Delighted the book came, I really enjoyed it and was sort of nodding the whole way through. The way he talks of Jesus is really beautiful as well. He was banned from his homeland for most of his life, just for advocating peace. Very humble and gentle. I hope it helps!
I'm reading about Jesus right now and the idea of self-sacrifice. It's really liberating, just to not feel bound by conventions and norms but free yourself and look to find that inner harmony. When your faith is strong, there is nothing else to compare it to. Why search and worry for perfection in this life, when it will pale in comparison to the next life. So what I have limitations through disabilities, if I have God what more do I need? A healthy soul is so much important than a healthy body. I could be fully able bodied but if my life has no meaning other than materialistic things, I wouldn't be content and wanting something more. Through being ill I have been able to study and look within myself in ways that would just be impossible, if I was always busy. I just want to explore my mind and become closer to God, everything else in comparison seems so futile. What you said about your house burning down and not worrying was wonderful. So so few people would be as enlightened as that, it's actually really beautiful for me to have met someone like you. I mean non attachment to worldly possessions is such an advanced state of mind. It's like when Jesus said give all your money away and follow me and the rich man couldn't. Nowadays with consumerism culture, it lovely for me to meet someone who is beyond that.

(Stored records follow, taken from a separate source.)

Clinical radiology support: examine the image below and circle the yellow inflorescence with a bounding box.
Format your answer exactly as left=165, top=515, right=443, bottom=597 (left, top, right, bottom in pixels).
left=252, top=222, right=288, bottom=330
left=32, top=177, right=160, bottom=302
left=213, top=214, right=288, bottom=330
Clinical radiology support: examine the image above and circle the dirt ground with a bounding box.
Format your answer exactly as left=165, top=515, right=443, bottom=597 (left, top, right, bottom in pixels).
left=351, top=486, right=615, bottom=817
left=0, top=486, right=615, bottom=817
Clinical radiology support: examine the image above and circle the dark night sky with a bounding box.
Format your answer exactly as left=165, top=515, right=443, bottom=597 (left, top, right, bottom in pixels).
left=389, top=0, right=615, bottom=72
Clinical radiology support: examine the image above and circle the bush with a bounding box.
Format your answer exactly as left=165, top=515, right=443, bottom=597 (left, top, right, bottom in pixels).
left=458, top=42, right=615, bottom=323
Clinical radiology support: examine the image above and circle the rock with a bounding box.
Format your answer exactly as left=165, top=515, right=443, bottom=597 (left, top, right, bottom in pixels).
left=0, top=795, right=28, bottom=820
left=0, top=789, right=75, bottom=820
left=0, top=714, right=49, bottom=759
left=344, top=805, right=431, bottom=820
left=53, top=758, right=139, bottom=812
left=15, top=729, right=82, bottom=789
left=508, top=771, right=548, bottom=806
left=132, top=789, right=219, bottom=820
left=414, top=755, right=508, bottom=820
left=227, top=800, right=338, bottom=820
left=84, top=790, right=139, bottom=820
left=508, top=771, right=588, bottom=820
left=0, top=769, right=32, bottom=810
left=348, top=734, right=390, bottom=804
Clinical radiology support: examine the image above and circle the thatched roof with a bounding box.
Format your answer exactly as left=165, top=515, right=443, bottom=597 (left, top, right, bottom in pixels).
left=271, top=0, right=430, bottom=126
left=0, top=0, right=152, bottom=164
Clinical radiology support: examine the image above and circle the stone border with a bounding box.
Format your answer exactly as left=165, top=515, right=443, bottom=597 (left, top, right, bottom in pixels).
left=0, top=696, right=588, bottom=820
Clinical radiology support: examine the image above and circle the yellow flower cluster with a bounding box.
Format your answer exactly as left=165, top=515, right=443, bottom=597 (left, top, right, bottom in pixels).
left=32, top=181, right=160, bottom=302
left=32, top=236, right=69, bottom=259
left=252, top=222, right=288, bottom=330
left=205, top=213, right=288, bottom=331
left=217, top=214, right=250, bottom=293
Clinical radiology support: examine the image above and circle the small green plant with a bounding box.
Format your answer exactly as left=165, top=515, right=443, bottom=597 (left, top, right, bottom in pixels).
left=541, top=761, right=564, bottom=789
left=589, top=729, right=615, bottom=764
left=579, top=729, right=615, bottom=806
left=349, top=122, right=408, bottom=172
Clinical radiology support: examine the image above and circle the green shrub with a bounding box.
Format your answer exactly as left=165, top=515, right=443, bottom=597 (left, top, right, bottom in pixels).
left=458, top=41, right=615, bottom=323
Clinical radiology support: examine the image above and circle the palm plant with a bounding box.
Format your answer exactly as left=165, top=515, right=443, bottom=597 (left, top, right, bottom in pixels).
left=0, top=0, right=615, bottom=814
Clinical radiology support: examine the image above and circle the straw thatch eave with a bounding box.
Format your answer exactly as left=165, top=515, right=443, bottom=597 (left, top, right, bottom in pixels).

It's just so cool that we met at such a point of spiritual transformation in my life. We're just on such a same wavelength, and I'm sure there is a spiritual history between us. Some would say it is amazing 'coincidence', but from my spiritual reading and our conversations it's more than that if you know what I mean? Sorry not expressing myself too well!
This is just a lovely, sacred place. So thank you to all on here.
I hope you have a chilled weekend ahead. As always prayers to you and your wife.